For a musician, being associated with composer A.R. Rahman is a great achievement. Further, getting the opportunity to tutor his kids and be a music supervisor in his projects (both Indian and Hollywood) is a special achievement indeed — for Rianjali, an Indian-American, who has managed to impress the Isai Puyal.

Her latest outing as a music supervisor is for the Academy Award-winning director Vanessa Roth’s powerful documentary Daughters of Destiny. This Netflix original series will be out on July 28. A.R. Rahman has composed the music for this project along with Qutub-E-Kripa, which primarily has the alumni from Rahman’s music school KM Conservatory.

The documentary will focus on the school Shanti Bhavan in Bengaluru, which provides free education to under-privileged kids. The lives of the children studying in the school and their understanding of the world will be brought to life through this project.

Rianjali reveals, “The documentary is moving and one can see a toned-down version of A.R. Rahman’s music in this project. The school has been started by an American and the kids grew up in a hostel with Americans by their side. When they graduate, some of them can’t relate to their families anymore. They’re taught modern ideas, feminism and other topics.”

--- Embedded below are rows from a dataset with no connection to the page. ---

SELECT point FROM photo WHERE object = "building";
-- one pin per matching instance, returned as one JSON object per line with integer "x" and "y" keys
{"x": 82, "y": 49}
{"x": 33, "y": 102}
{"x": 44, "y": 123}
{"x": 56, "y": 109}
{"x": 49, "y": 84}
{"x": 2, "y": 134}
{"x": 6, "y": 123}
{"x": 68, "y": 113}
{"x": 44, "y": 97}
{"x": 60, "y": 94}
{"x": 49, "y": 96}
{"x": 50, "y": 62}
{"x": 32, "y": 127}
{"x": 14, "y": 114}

On her association with ARR, she says, “Rahman sir signed this project a year ago and I’ve worked with him in his directorial debut Le Musk. I’ve also written and sung two songs for his upcoming flick, Mom, starring Sridevi. He knows me well and always calls me when he thinks that I can better his product.”

She adds, “Music supervision is a field that has always been popular in the US, but it’s slowly catching up in India now. Sir would give me briefings and I would coordinate with the programmers and performers. I would listen to the tracks composed by Jerry Silvester Vincent and Parag Chhabra of Qutub-E-Kripa and approve them before Rahman sir listened to the music.”

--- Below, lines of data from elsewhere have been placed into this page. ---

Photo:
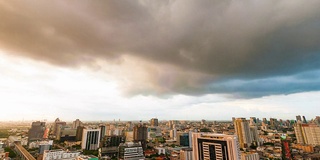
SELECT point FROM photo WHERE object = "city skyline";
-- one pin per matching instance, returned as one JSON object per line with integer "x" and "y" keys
{"x": 133, "y": 60}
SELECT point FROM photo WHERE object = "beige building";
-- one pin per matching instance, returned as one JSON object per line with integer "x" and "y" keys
{"x": 307, "y": 134}
{"x": 215, "y": 146}
{"x": 242, "y": 129}
{"x": 250, "y": 156}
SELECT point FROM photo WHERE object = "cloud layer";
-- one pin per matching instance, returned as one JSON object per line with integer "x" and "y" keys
{"x": 246, "y": 48}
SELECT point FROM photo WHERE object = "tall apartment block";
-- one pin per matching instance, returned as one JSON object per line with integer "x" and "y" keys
{"x": 90, "y": 139}
{"x": 209, "y": 146}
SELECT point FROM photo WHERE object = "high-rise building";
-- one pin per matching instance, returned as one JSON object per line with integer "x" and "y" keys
{"x": 76, "y": 124}
{"x": 59, "y": 154}
{"x": 113, "y": 141}
{"x": 298, "y": 118}
{"x": 90, "y": 139}
{"x": 304, "y": 119}
{"x": 57, "y": 127}
{"x": 250, "y": 156}
{"x": 210, "y": 146}
{"x": 242, "y": 129}
{"x": 186, "y": 154}
{"x": 183, "y": 139}
{"x": 307, "y": 133}
{"x": 79, "y": 133}
{"x": 173, "y": 134}
{"x": 130, "y": 151}
{"x": 140, "y": 134}
{"x": 154, "y": 122}
{"x": 36, "y": 132}
{"x": 102, "y": 131}
{"x": 255, "y": 135}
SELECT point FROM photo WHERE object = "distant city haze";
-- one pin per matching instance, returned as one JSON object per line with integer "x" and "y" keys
{"x": 135, "y": 60}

Rianjali is also responsible for brainstorming ideas, running recording sessions and deciding on song placements.

Jerry, one of the composers in Qutub-E-Kripa, says, “I’ve been associated with Rahman sir since 2009, and I’ve also composed the BGM for the English series Everest. I assist him as a programmer and we took one-and-half months to complete the scoring for Daughters of Destiny.

Vanessa briefed us that she wanted the music to enhance the visuals, not overpower them. Sometimes, Parag (composer-producer) and I come up with pathos music. Later, we would be asked to tone it down. There are vocals in the background and the audience can see a lot of genres including Indian classical, pop, world music and western classical.”

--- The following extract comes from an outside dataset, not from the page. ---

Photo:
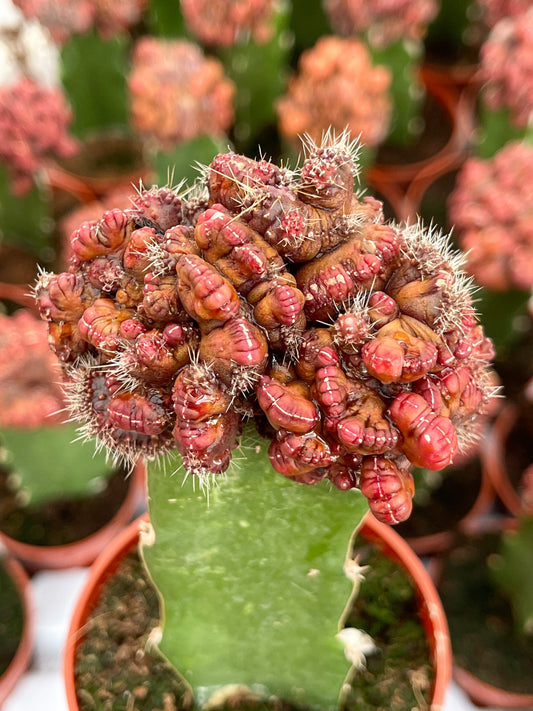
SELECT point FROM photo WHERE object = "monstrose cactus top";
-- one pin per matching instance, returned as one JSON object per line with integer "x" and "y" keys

Parag Chhabra, who started assisting Rahman two years back, also shares, “The documentary has four episodes and I scored for three of them. Both Vanessa and Rahman sir asked us to come up with simple organic music that has a modernistic approach. We got used to it as we progressed and understood that scoring for documentary and feature films are entirely different. We had to work our way through the dialogues. We recorded veenas (played by Punya Srinivas), guitars (played by Rashid Ali), a percussion instrument called hang drum and ghatam as well.”